The S&P 500 rose 0.5% to a record closing high of 6,909.79 on Tuesday, marking its fourth consecutive gain as tech heavyweights offset concerns about delayed rate cuts amid robust economic growth. NVIDIA (NVDA.US), Broadcom (AVGO.US), and Alphabet (GOOGL.US) led the charge, countering weakness in healthcare and consumer staples sectors. However, the rally remained narrow, with the S&P 500 Equal Weight Index dipping 0.3%. The tech-heavy Nasdaq 100 gained 0.5%, while the Dow Jones Industrial Average edged up 0.2%. The CBOE Volatility Index (VIX) hovered below 14.
U.S. GDP grew at an annualized rate of 4.3% in Q3 2025, surpassing Q2's 3.8% expansion and market expectations of 3.3%. Accelerated consumer spending (up 3.5%), stronger exports (+8.8%), and increased government expenditure (+2.2%) drove the upside surprise, though business investment growth slowed sharply to 2.8% from 7.3% in Q2. The unexpectedly strong data reduced market bets on Fed rate cuts in early 2026, with fed funds futures traders slightly increasing wagers on unchanged rates through March.

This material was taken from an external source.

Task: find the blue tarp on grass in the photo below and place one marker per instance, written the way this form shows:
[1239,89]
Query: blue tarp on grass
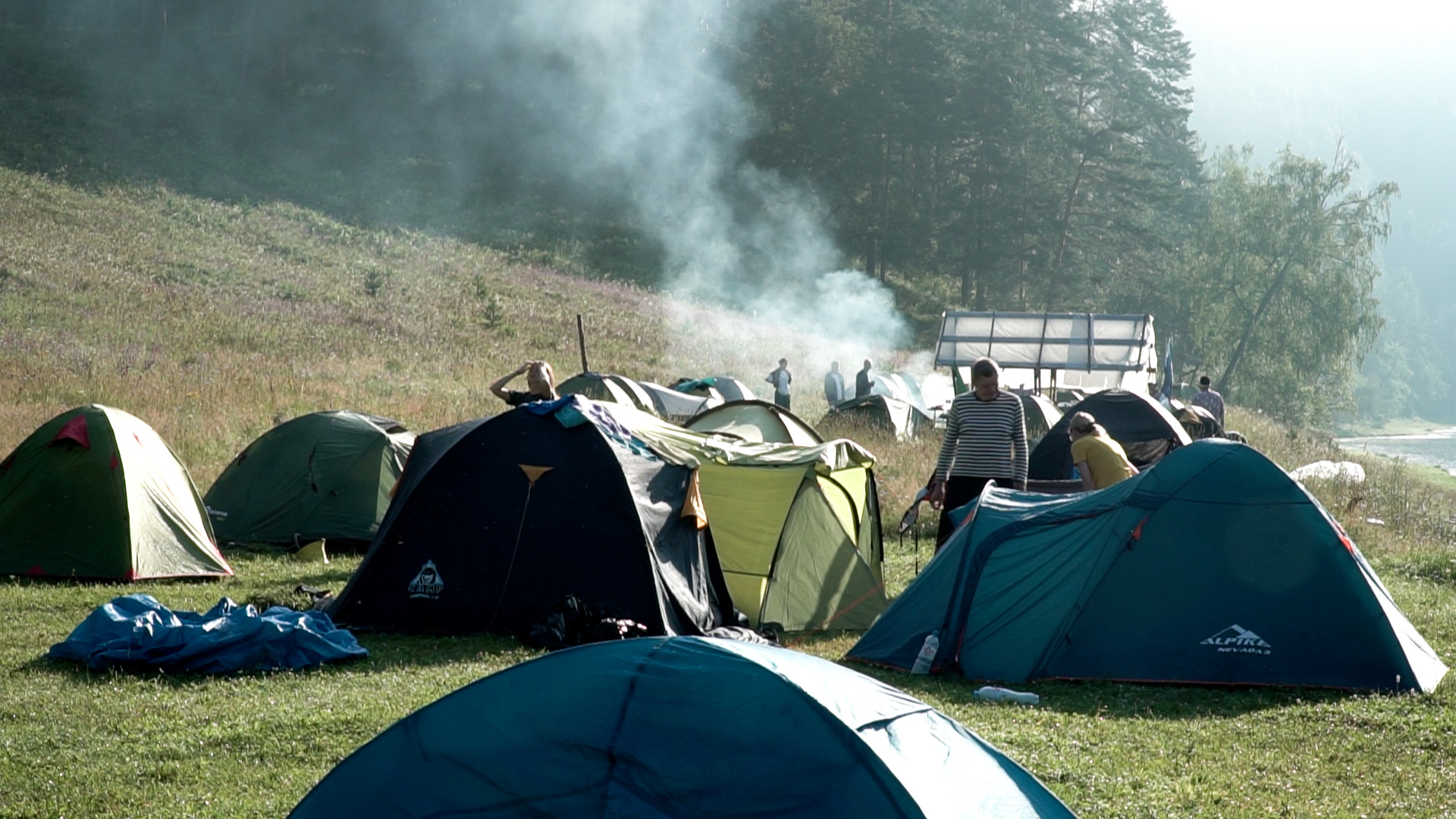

Northlight Asset Management CIO Chris Zaccarelli called the GDP report "exceptional," noting that "the path of least resistance remains higher" into year-end. 22V Research economist Peter Williams acknowledged the data "modestly weakens the near-term case for cuts." Markets currently price in two 2026 rate cuts, though political pressure for monetary easing may intensify.
As growth expectations firm, cyclical stocks emerge as potential 2026 outperformers. Piper Sandler's Michael Kantrowitz observes early signs of cyclical recovery, favoring financials, industrials, and discretionary sectors. Goldman Sachs' cyclical basket has surged 9.3% in the past month—more than double the S&P 500's 4.2% gain—while its long cyclicals/short defensives strategy delivered 10% returns.

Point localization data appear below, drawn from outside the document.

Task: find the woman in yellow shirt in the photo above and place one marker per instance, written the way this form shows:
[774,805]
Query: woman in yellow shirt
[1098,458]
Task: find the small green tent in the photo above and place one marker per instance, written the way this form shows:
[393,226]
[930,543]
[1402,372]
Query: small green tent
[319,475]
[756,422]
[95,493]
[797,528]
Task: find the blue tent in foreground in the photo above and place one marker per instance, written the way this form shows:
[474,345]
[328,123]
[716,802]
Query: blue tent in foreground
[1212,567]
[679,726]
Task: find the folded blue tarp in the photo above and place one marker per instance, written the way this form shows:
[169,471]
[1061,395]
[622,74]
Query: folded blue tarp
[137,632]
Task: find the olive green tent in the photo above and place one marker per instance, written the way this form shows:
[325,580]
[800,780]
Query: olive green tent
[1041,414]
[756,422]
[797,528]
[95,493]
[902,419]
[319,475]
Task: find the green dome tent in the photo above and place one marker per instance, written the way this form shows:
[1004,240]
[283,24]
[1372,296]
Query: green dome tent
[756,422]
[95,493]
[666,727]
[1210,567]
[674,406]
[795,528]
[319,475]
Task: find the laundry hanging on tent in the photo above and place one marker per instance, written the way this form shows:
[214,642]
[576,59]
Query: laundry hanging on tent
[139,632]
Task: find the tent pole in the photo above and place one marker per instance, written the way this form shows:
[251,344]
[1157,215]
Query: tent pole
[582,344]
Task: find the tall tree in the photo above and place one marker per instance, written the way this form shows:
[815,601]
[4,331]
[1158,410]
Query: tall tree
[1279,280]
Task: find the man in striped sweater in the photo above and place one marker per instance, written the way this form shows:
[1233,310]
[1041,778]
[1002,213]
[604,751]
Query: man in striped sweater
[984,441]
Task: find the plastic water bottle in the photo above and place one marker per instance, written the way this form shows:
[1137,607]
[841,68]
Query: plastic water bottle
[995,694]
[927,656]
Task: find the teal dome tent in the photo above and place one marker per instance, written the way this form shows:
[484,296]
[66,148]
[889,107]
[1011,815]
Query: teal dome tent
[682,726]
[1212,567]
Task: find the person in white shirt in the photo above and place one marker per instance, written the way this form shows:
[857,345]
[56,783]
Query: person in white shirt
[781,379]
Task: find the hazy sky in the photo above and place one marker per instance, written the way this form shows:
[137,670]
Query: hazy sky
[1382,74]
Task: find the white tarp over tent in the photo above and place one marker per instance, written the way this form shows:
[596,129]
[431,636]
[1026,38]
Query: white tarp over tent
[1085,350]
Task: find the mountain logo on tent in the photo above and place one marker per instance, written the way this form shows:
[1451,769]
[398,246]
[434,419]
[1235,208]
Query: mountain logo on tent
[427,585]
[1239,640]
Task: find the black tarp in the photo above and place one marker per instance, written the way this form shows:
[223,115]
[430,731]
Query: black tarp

CFRA projects 2.5% 2026 GDP growth fueled by 4.1% retail sales growth and cooling core PCE inflation to 2.4%. US Bank's Tom Hainlin recommends increasing cyclical exposure without selling tech holdings, noting materials and industrials may follow tech's earnings leadership. Citi strategists advocate overweighting financials and underweighting consumer staples, though caution remains about potential Fed policy delays if overheating occurs.